Question Factor completely. \[ x^{3}-7 x^{2}-6 x+42 \]

To factor the cubic polynomial \( x^{3}-7 x^{2}-6 x+42 \) completely, we can start by searching for rational roots using the Rational Root Theorem. Testing out values like \( x = 6 \) reveals that \( x = 6 \) is indeed a root!
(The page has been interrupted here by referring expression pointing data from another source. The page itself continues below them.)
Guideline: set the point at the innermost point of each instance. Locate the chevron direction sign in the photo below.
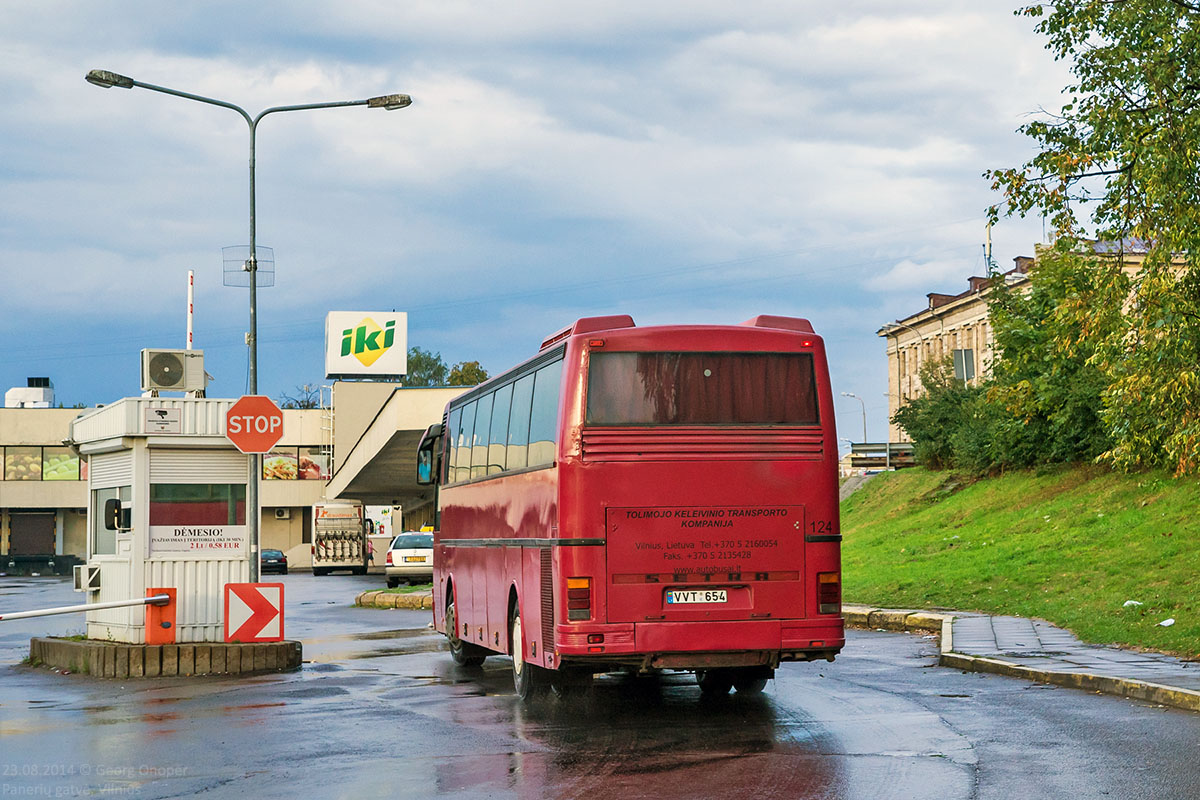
(253, 612)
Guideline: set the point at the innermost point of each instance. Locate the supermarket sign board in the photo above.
(366, 344)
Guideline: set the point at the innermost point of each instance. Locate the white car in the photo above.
(409, 558)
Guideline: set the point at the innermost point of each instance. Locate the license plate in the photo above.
(677, 596)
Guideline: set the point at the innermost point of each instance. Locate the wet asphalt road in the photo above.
(381, 710)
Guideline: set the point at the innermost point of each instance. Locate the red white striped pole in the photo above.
(191, 306)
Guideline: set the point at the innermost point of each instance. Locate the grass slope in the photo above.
(1068, 546)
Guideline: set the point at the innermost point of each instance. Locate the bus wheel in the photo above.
(751, 680)
(714, 681)
(570, 683)
(529, 680)
(465, 654)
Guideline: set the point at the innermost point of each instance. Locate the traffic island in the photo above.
(381, 599)
(1038, 651)
(119, 660)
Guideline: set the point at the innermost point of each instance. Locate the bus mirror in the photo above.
(427, 455)
(425, 467)
(115, 517)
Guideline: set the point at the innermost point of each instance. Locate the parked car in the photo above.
(273, 561)
(409, 558)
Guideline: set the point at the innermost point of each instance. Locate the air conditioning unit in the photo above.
(173, 371)
(87, 577)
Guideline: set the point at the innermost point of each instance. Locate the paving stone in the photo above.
(138, 661)
(121, 656)
(169, 660)
(154, 661)
(186, 659)
(203, 659)
(217, 659)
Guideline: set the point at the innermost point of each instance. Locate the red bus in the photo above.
(642, 499)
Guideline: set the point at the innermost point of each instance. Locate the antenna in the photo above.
(191, 305)
(987, 248)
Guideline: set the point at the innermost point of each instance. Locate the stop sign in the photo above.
(255, 423)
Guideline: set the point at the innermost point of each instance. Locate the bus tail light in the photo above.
(828, 593)
(579, 599)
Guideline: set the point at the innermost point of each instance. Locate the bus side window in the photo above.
(519, 423)
(499, 435)
(451, 434)
(479, 440)
(544, 420)
(462, 463)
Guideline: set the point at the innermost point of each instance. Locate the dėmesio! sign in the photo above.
(366, 344)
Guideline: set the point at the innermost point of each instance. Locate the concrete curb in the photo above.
(119, 660)
(379, 599)
(909, 620)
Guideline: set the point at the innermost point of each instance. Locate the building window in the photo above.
(103, 541)
(964, 365)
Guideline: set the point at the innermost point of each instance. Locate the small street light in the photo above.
(106, 79)
(864, 411)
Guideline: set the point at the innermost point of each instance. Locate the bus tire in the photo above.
(529, 680)
(714, 683)
(465, 654)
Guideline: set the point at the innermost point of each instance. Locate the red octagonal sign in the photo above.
(255, 423)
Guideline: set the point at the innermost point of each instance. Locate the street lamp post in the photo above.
(106, 79)
(891, 329)
(864, 411)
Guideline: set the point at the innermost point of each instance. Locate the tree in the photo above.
(306, 396)
(467, 373)
(1047, 374)
(425, 368)
(1127, 143)
(940, 415)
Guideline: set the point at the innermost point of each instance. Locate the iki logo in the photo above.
(365, 341)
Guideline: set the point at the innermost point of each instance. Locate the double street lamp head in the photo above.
(106, 79)
(390, 102)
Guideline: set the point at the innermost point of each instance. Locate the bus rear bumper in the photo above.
(691, 645)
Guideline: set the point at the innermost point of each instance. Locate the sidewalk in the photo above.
(1037, 650)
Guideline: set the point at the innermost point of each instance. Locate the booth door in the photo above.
(31, 534)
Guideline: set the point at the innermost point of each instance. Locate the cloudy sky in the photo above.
(683, 162)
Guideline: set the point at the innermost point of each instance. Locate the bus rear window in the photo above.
(701, 389)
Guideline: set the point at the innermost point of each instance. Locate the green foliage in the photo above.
(1066, 545)
(1047, 334)
(425, 368)
(1127, 144)
(467, 373)
(306, 396)
(943, 411)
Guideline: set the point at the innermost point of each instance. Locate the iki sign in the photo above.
(366, 344)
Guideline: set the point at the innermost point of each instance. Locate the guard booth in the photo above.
(181, 488)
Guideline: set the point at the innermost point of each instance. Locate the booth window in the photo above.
(197, 504)
(103, 541)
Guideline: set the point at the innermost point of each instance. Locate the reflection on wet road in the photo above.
(379, 709)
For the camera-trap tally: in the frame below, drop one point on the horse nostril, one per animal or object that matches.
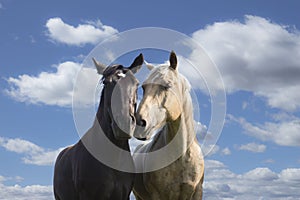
(141, 122)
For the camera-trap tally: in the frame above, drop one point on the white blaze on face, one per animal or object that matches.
(121, 74)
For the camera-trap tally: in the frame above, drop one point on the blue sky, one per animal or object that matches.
(255, 45)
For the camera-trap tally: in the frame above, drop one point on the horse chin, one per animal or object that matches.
(123, 134)
(142, 134)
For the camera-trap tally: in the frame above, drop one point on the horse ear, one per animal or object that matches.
(137, 64)
(173, 60)
(99, 66)
(149, 65)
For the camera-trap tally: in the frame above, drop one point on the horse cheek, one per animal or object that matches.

Thus, we can factor out \( (x - 6) \). Long division or synthetic division will show that dividing \( x^{3}-7 x^{2}-6 x+42 \) by \( (x - 6) \) gives us the quadratic \( x^{2}-x-7 \). Now, we need to factor \( x^{2}-x-7 \). This quadratic doesn’t factor neatly over the integers, but we can use the quadratic formula: \[ x = \frac{-b \pm \sqrt{b^2 - 4ac}}{2a} = \frac{1 \pm \sqrt{1 + 28}}{2} = \frac{1 \pm \sqrt{29}}{2}. \] Putting it all together, the complete factorization is: \[ (x - 6)\left(x - \frac{1 + \sqrt{29}}{2}\right)\left(x - \frac{1 - \sqrt{29}}{2}\right). \] So, \( x^{3}-7 x^{2}-6 x+42 \) factors into these three parts!